I actually made a contact on 75 meters with this radio on 5/29. The report was readable but the audio is a bit distorted. Man that is not good news; but very positive as when I initially got the radio --- it did not transmit nor did it receive. Some of the audio distortion was traced to the Microphone amplifier where since that contact, I have replaced an electrolytic capacitor and added a cap to improve the low frequency roll off. I got these two hints about audio distortion from a ham up in the SF Bay Area who has two of these and an extensive blog on how he restored his WRL Duo-Bander(s).

My goal here is to get the rig working really well and have some fun poking fun on the West Coast Vintage SSB Nets that operate on 75 and 40 Meters. I can't wait to say the rig on this end is a WRL Duo-Bander. I am also thinking many of those hams who are on that net if they happen to be younger than 54 years old --WERE NOT EVEN BORN when this rig hit the market. That will add to the fun.

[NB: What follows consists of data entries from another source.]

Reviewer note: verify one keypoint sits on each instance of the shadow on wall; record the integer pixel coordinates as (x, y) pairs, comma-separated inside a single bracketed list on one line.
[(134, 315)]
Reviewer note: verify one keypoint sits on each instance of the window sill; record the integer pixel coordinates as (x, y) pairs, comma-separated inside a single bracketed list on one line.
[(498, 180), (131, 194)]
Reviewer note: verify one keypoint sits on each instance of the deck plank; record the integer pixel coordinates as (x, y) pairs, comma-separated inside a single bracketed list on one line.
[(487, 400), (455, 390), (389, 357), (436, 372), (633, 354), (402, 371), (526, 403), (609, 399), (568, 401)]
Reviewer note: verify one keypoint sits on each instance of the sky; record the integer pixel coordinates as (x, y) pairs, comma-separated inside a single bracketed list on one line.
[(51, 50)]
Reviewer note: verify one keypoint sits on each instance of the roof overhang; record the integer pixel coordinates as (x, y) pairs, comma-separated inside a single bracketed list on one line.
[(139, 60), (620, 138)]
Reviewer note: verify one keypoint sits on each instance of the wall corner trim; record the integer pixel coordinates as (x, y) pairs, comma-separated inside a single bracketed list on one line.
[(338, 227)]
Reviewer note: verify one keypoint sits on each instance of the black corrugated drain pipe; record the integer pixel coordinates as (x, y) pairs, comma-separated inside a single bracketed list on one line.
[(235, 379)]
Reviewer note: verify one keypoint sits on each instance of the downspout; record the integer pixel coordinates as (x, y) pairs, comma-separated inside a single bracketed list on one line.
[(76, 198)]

One immediate thing should jump out at you --cost cutting by WRL and safety! There is no protective cover over the plate caps on the 6HF5's -- there is 800 Volts waiting to jump out and kill you. Not a good design practice. But Leo wanted to save $1 in hardware and $2 to install it. The original price in 1966 was about $160 without a power supply! $3 was significant!

Check out the photos below --lots of NIB parts installed. I even removed several of the IF cans just to make sure there were no smoked coils --after awhile you get pretty good at removing and replacing parts --lots of them.

Stay tuned as I will update the information on this project.

5/30 ~ 5/31/2019

I am happy to report that the AVC is working now and the audio distortion first reported on my initial contact on 5/29 has been cured with the changes to the microphone amplifier circuit. BTW was runnig 600+ watts on todays's contact -- if there was audio distortion it would be very telling.

The AVC problem was traced to the triode section of the Audio Output tube. I made a bad assumption that since there was audio output the tube must be OK. But the triode setion of the tube is not used in the audio chain. The bad triode section was cutting off the receiver. Onward and upward.